Wie wir wissen, ist ein Programm eine Reihe von Anweisungen und Daten, die in einer normalen Datei gespeichert sind. Sobald ein Programm gelesen und in den Speicher geladen wird, um es auszuführen, wird es zu einem Prozess. Ein Prozess erhält vom Betriebssystem Ressourcen (Speicher, Prozessor, Input/Output, ...) für seine ordnungsgemäße Ausführung zugewiesen. Jeder Prozess ist mit einer Nummer verbunden, die ihn identifiziert. Diese Nummer wird vom Kernel zugewiesen und als Prozess-ID (PID) bezeichnet. Zusätzlich zur PID wird Prozessen eine weitere Nummer zugewiesen, die PPID (Parent Process ID), welche den übergeordneten Prozess identifiziert. Außerdem finden wir eine Gruppen-ID (PGID), die Prozesse miteinander verknüpft.
Prozesszustände
Der Prozess läuft. Auf Maschinen mit einem einzigen Prozessor kann nur ein Prozess gleichzeitig in diesem Zustand sein. Linux ermöglicht es, dass die CPU von mehreren Prozessen gemeinsam genutzt wird, indem die gesamte Prozessorzeit in kleine Scheiben (Zeitscheiben) aufgeteilt und diese abwechselnd den jeweiligen Prozessen zugewiesen werden.

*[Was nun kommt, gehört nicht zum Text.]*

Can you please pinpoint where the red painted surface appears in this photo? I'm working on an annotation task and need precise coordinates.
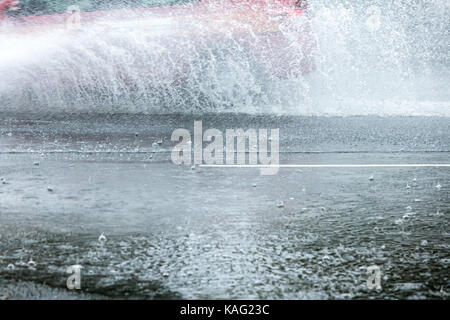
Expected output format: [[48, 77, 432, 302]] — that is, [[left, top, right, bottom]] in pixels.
[[1, 0, 304, 27], [0, 0, 19, 20], [0, 0, 315, 79]]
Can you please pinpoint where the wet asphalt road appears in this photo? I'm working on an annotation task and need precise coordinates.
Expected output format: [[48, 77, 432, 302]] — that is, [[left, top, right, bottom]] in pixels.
[[0, 114, 449, 299]]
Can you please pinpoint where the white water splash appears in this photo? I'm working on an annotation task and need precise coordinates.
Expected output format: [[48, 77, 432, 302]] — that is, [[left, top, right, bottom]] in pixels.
[[0, 0, 448, 115]]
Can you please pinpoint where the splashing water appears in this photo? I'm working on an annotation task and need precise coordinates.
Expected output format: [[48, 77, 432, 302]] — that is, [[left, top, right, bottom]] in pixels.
[[307, 0, 450, 116], [0, 0, 448, 115]]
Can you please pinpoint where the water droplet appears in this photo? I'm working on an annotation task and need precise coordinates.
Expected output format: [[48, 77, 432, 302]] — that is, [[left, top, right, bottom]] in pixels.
[[435, 182, 441, 190], [28, 259, 37, 268], [369, 175, 374, 181], [33, 162, 40, 166], [276, 201, 284, 208], [47, 186, 54, 192], [98, 232, 107, 243], [420, 240, 428, 246], [6, 263, 15, 271]]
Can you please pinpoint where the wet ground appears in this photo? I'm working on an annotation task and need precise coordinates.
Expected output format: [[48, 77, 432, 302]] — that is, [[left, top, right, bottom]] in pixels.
[[0, 114, 449, 299]]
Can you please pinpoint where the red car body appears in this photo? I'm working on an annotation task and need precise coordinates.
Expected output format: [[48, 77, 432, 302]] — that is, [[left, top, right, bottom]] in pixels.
[[0, 0, 315, 98]]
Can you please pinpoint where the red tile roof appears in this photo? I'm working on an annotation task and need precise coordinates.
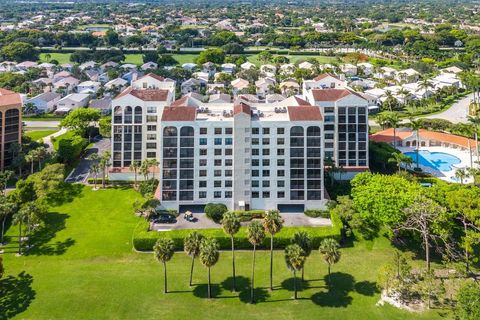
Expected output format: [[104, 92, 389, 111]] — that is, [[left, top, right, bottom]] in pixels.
[[115, 87, 169, 101], [313, 73, 341, 81], [170, 96, 188, 107], [370, 128, 477, 149], [161, 106, 197, 121], [287, 106, 323, 121], [311, 88, 352, 101], [233, 102, 251, 116], [293, 96, 311, 105], [0, 88, 22, 107], [137, 73, 165, 82]]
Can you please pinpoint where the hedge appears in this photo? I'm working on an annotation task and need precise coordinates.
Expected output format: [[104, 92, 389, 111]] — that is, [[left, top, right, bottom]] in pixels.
[[304, 209, 330, 218], [87, 178, 134, 185], [133, 212, 342, 251]]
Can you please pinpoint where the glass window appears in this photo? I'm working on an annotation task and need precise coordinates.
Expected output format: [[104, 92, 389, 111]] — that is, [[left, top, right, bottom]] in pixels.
[[214, 170, 222, 177], [252, 128, 259, 134], [214, 138, 222, 145], [277, 191, 285, 198], [262, 191, 270, 198], [225, 128, 233, 135], [215, 149, 222, 156], [215, 128, 222, 135], [199, 191, 207, 198], [225, 191, 232, 198], [277, 128, 284, 134], [214, 191, 221, 198], [225, 149, 232, 155], [263, 128, 270, 135], [199, 138, 207, 145], [199, 181, 207, 188], [200, 128, 207, 135], [225, 138, 233, 145]]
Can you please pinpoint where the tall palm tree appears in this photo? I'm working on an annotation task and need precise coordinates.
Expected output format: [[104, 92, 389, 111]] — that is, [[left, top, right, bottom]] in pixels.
[[247, 221, 265, 304], [12, 206, 30, 255], [398, 88, 410, 106], [147, 159, 159, 180], [153, 238, 175, 294], [388, 152, 413, 173], [140, 160, 150, 181], [99, 152, 111, 188], [292, 231, 312, 281], [184, 231, 204, 287], [319, 238, 341, 286], [284, 244, 306, 300], [221, 211, 240, 292], [35, 146, 48, 170], [409, 118, 423, 170], [0, 196, 16, 245], [199, 237, 220, 299], [455, 167, 469, 184], [263, 210, 283, 291], [89, 163, 100, 189], [26, 150, 37, 174], [386, 112, 401, 148], [129, 160, 141, 188]]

Arten von Prozesszuständen:
- Der Prozess ist eingeschlafen. Ein Prozess tritt in diesen Zustand ein, wenn er seine Ausführung aufgrund mangelnder Ressourcen nicht fortsetzen kann oder auf den Abschluss einer E/A-Operation wartet.
- Der Prozess ist nicht aktiv, aber bereit zur Ausführung. Er kann seine Ausführung fortsetzen, sobald er vom CPU-Scheduler (Planer) ausgewählt wird.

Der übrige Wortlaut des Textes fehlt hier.